You just need to implement all the API functions, you can check the documentation to create an alternate graph type. vertices are labelled by a subtype of
Integer. Despite what claims the documentation, you should have the neighbors functions return vertices in ascending order and the vertices must form a continuous range starting from one (each vertex must be lower than
nv(g)), otherwise some functions will not work as expected. This is especially true for
astar implementation, where vertices are directly used for indexing.
You can implement
What is wrong in the docs? Doesn’t it say “ascending order”?

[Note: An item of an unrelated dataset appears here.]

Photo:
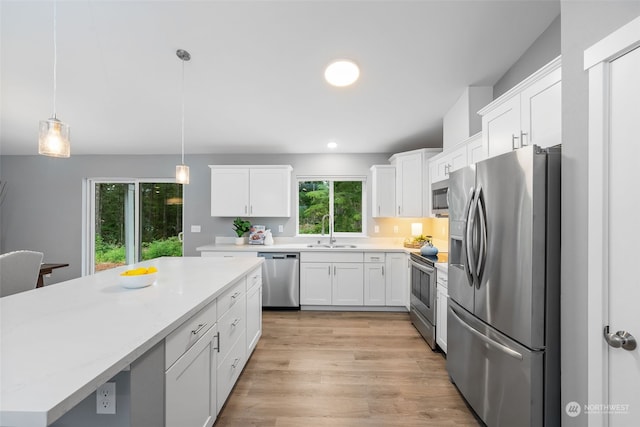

Yes, but it does not speak of continous range starting from one, and ascending order is only for
AbstractSimpleGraph, so in theory,
AbstractGraph doesn’t require it, but I’m not sure how well this is respected in the codebase…
Also, if your performance problem is only in building the graph, how do you construct it? If you add every single edge one by one, this is a very inefficient way to build it, because SimpleGraphs maintain the adjacency lists in ascending order, so it does recompute a lot of things for each edge addition. Edge addition is not constant time for SimpleGraph because of it’s internal structure. You can improve this by batching edge additions, or directly building the
badjlist for directed graphs) yourself.
It turns out that my performance problem came from populating the sparse array rather than constructing the graph. I use a sparse matrix to keep track of the edge distances, and the
setindex! calls to the array took the majority of time. That’s actually a little surprising though… I will check further when I have time later.
Thanks for the ideas above and sorry about the noise
P.S. I create all edges in an array and make a single call to create the graph.
Creating an empty sparse matrix and filling it with
setindex! isn’t particular fast because the CSC format is optimised for efficient arithmetic operations and not for changes to the sparsity structure.